I had no idea what was happening to me but I did know that I did not want to die. Regardless of what health problems I may have, I have too much to live for and I am not about to give up without a fight. I have a friend dying from cancer and I doubt that he will make it to Christmas. I am sure he would give anything to trade his cancer in for diabetes, even if that meant giving up a leg. He sent an email to all his friends when the doctors told him there was nothing else that they could do and he said that he was not planning a funeral but was planning a celebration of life.
Your experanice sounds closte to mine here not too long ago. I have NO warning at all. I got up was doing housework . Almost passed out (and did after I got ahold of 911) The police department (or who ever) called my daughter at school b/c they thought my house was locked up (it wasn’t) she came home and there were the paramedics giving me 50/50 she walked in and was totally hystreical when she saw me. The police had gone so far as to call my g-mother who lived 50 miles from me to get someone with a key to my house. I called a friend (don’t remember ANY of it) and told her “I need help” Sooooo when I came back to me my step mother, my friend, my daughter & 2 paramedics were in my livingroom! To say it freaked me out is an UNDERSTATEMENT!!! LOL! Yep went to the ER via ambulance!
Doris, you should check with your local police department about giving them access to get in your house. My cousin suggested I do that and the police chief checked with the 911 center. If the call originates from me, they know someone with health problems lives here and they should do what they have to do to get in, including busting the door down. Unfortunately, if someone else calls, it won’t come up. You can also get one of those realtor type lock boxes to put a key on your door and give the 911 center the code to open it if you would have a problem. The police chief emailed a copy of my letter to all the cops in town so they are at least aware of the problem – whether they will remember or not is another story!
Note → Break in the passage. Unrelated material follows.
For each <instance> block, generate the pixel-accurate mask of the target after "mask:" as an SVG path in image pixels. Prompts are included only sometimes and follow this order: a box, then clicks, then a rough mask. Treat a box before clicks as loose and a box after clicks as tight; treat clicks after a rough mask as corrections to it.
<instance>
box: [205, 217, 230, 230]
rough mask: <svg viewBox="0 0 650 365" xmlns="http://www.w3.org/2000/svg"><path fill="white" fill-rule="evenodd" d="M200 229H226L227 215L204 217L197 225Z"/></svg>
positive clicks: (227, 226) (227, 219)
Two days after the incident I wrote about, I had another bad low in the middle of the night and was apparently screaming and banging on the wall. My neighbors called 911 but by the time the police arrived, the screams had stopped. The cop knocked on my door but I was unconscious so did not answer. He gave his card to my neighbor and was actually going to leave. My neighbors convinced him to get the manager and come in. Fortunately he did. I woke up to EMTs over me that morning.
I know what you mean by being freaked out. When I started coming around, I kept hearing “Kelly, are you still with us.” I wasn’t sure where I was or who the people were and was afraid to answer. I am not sure if my eyes were blurry or I just did not have them opened very far, but all I could see was the shoulder of the EMT over me and the badge on her shoulder. At one point, I could see the dust ruffle on my bed so I knew I was in my bedroom but couldn’t figure out who all the voices were and what they were there for. I of course was thinking the worst and that they wanted to kill me! When I heard someone mentioning my BS, I realized I must have passed out so I finally answered them. It is like you know you are alone one minute then you are trying to figure out how all these people got there!